Interrupted aortic arch with other
anomalies
The general principle should be applied that if two ventricles are
present, a biventricular repair incorporating growth potential should be
undertaken whenever possible. For example, the child with transposition of
the great arteries, ventricular septal defect, and interrupted arch should
undergo an arterial switch procedure with ventricular septal defect
closure and direct anastomosis of the arch. Although this complex
procedure requires a long cross clamp time, it is generally well tolerated
as long as an accurate repair is achieved. In fact, transfer of the aorta
posteriorly, as part of the arterial switch, helps to reduce tension on
the anastomosis of the arch. Similarly, in a child with truncus arteriosus
and interrupted aortic arch, the large size of the truncus decreases the
difficulty with which aortic cannulation is achieved when compared with
such difficulty in a child with simple interrupted aortic arch, where the
ascending aorta is often hypoplastic. Only single arterial cannulation is
required for the cooling phase.
Management
of the child with a single functional ventricle and interrupted aortic
arch remains a significant challenge, presenting many of the same problems
experienced with management of the hypoplastic left heart syndrome.

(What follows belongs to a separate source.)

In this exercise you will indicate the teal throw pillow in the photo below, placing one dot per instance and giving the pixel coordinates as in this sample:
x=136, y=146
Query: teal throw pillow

Frequently, there is significant obstruction within the functional single
ventricle, often in the form of an obstructive intraventricular foramen.

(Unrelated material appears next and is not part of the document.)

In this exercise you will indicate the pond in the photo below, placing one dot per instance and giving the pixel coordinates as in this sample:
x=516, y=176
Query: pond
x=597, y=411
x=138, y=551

This must be either bypassed, using a pulmonary-to-aortic anastomosis
(Damus-Kaye-Stansel or Norwood procedure), or relieved by enlargement of
the intraventricular foramen. Residual obstruction of the arch is poor]y
tolerated with either a shunt-dependent circulation or pulmonary artery
banding following enlargement of the intraventricular foramen. Such
obstruction will result in excessive pulmonary flow unless such flow is
severely restricted. This becomes a highly labile situation.